WASHINGTON (Reuters) – As scientists and pharmaceutical companies work swiftly to develop a new coronavirus vaccine, public health officials and senior U.S. lawmakers are raising alarms about the lack of planning of the Trump administration for its national distribution.
PICTURE OF THE SHEET: US President Donald Trump gives a speech during a tour at the Fujifilm Diosynth Biotechnology Center, a pharmaceutical manufacturing plant where components for a potential coronavirus disease (COVID-19) candidate for the vaccine are being developed , in Morrrisville, North Carolina, United States, July 27, 2020. REUTERS / Carlos Barria / Photo File
The federal government has traditionally played a key role in funding and overseeing the manufacture and distribution of new vaccines, which often draw on scarce ingredients and need to be carefully made, stored and transported.
There will not be enough vaccine for all 330 million Americans at once, so the government also has a role to play in deciding who gets it first, and in educating a vaccine that the public is aware of its potential merits. save lives.
Right now, it’s unclear who in Washington is in charge of surveillance, let alone with some critical details, some state health officials and members of Congress told Reuters.
Last week, a senior Trump administration official told Reuters that Operation Warp Speed, a White House working group first announced here in May, was “committed to implementing the plan ( vaccine) and distribute medical countermeasures as soon as possible. ”
However, Dr. Robert Redfield, director of the Centers for Disease Control and Prevention (CDC), told a Senate hearing on July 2 that his agency would lead the campaign to develop and distribute a vaccine for the new coronavirus. “This is really the primary responsibility of CDC,” he said.
Republican Senator Roy Blunt, who chairs a board overseeing funding the health program, is one of several lawmakers pushing for the CDC, which was founded in 1946 to fight malaria, to lead the effort.
“They are the only federal agency that has a proven track record of vaccine distribution and ongoing agreements with health departments across the country,” Blunt said in a statement in mid-July.
The United States leads the world in COVID-related fatalities by more than 150,000 in five months. After underestimating the threat of the virus here, President Donald Trump and his advisers are embroiled in internal battles over how they can handle the crisis just three months before his re-election bid against -Democratic candidate Joe Biden.
A Reuters / Ipsos poll from July 15-21 showed that only 38% of the public supports Trump’s handling of the pandemic.
Health officials and lawmakers say they are concerned that without careful planning and coordination with states, the distribution of vaccines could be eroded with the same kind of disruption that has led to a chronic lack of testing. coronavirus diagnostics and other medical supplies.
Washington should now educate people about vaccination plans in order to build public trust and avoid confusion, said Sen. Patty Murray, the senior Democrat on the program’s funding committee. -health.
“What’s the priority, who gets it first? Respondents first, health care workers, those kind of things,” Murray said in a phone interview. On July 13, Murray published a road map here for the distribution of vaccines.

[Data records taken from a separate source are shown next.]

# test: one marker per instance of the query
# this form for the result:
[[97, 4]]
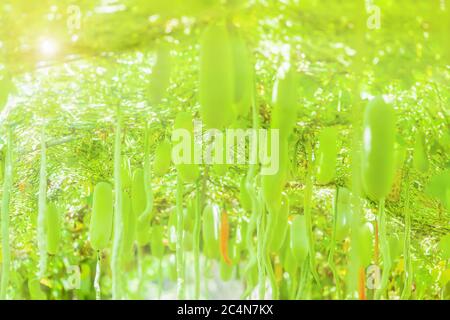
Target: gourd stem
[[307, 210], [7, 184], [196, 231], [98, 295], [384, 250], [42, 245], [161, 278], [333, 246], [407, 248], [179, 244], [118, 221]]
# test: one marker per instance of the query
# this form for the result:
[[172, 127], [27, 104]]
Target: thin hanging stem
[[42, 244], [331, 262], [118, 221], [384, 250], [179, 244], [98, 295], [7, 184]]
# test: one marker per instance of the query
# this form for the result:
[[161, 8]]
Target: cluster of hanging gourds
[[270, 243]]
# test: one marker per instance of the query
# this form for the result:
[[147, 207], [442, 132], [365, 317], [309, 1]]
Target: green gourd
[[281, 226], [343, 214], [216, 77], [288, 261], [172, 230], [226, 271], [162, 162], [243, 73], [378, 156], [326, 156], [284, 98], [244, 196], [364, 243], [52, 228], [102, 216], [299, 239], [188, 241], [156, 243], [160, 76], [420, 158], [125, 173], [188, 171], [34, 288], [396, 242], [444, 247], [273, 185], [211, 229]]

Misplaced execution means “we will be here for up to two years, three years from now on in the same economic and health position we are in today,” she said.
STATES ON SUNDAY
Some state public health officials, meanwhile, say their questions to the Trump administration have not been answered.

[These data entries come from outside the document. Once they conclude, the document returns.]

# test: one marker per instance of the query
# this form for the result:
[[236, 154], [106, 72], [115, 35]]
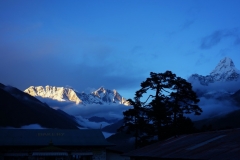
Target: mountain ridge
[[225, 71], [100, 96]]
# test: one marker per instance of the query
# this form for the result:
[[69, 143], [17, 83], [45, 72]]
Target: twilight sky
[[113, 43]]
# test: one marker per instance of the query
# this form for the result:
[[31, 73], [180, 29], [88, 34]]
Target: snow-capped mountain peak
[[224, 71], [100, 96]]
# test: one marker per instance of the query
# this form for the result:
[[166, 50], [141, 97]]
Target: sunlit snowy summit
[[100, 96], [223, 72]]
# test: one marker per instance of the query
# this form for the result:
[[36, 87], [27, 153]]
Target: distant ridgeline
[[225, 71], [100, 96]]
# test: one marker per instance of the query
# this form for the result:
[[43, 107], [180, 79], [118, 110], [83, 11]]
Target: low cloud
[[230, 87], [213, 107], [108, 111], [214, 98], [217, 36]]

“We haven’t heard anything from the federal government since April 23,” said Danielle Koenig, the health promotion supervisor for the Washington State Department of Health.
This is when her agency received preliminary guidance on vaccine planning from the CDC.

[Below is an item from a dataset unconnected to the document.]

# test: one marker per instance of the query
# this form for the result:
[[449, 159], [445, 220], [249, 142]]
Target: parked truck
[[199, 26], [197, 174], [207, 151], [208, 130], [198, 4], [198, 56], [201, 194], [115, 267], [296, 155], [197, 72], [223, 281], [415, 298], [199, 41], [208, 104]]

Immunization experts along with state and local public health officials sent a letter here to Operation Warp Speed on June 23 asking for new guidance.
States need to know right away whether the federal government will pay for vaccines, as it did during the 2009 H1N1 outbreak, the letter says. Should alcohol, syringes and personal protective equipment be included? What about record keeping and the cold to store the vaccine and who delivers it?
So far, there has been no official response, said Claire Hannan, executive director of the Immunization Managers Association, one of the four organizations that signed the letter.
“We urgently await federal, state and local collaborative discussions to identify challenges and plan solutions. A vaccination campaign of this magnitude is unprecedented and will take more than an army,” Hannan said on Monday. Three, referring to Trump’s repeated statements that the U.S. military is ready to deliver the vaccines.
Trump insists everything is in place.
“We’ve all got to come when it comes to the vaccine,” Trump said at a White House meeting Thursday. “… and the delivery system is all set. Logistically we have a general that all he does is deliver things whether he is a soldier or other items.
“We’re moving forward on vaccinations, a way forward on therapeutics and when we get we are all presented with our platforms to deliver them very, very quickly,” Trump said.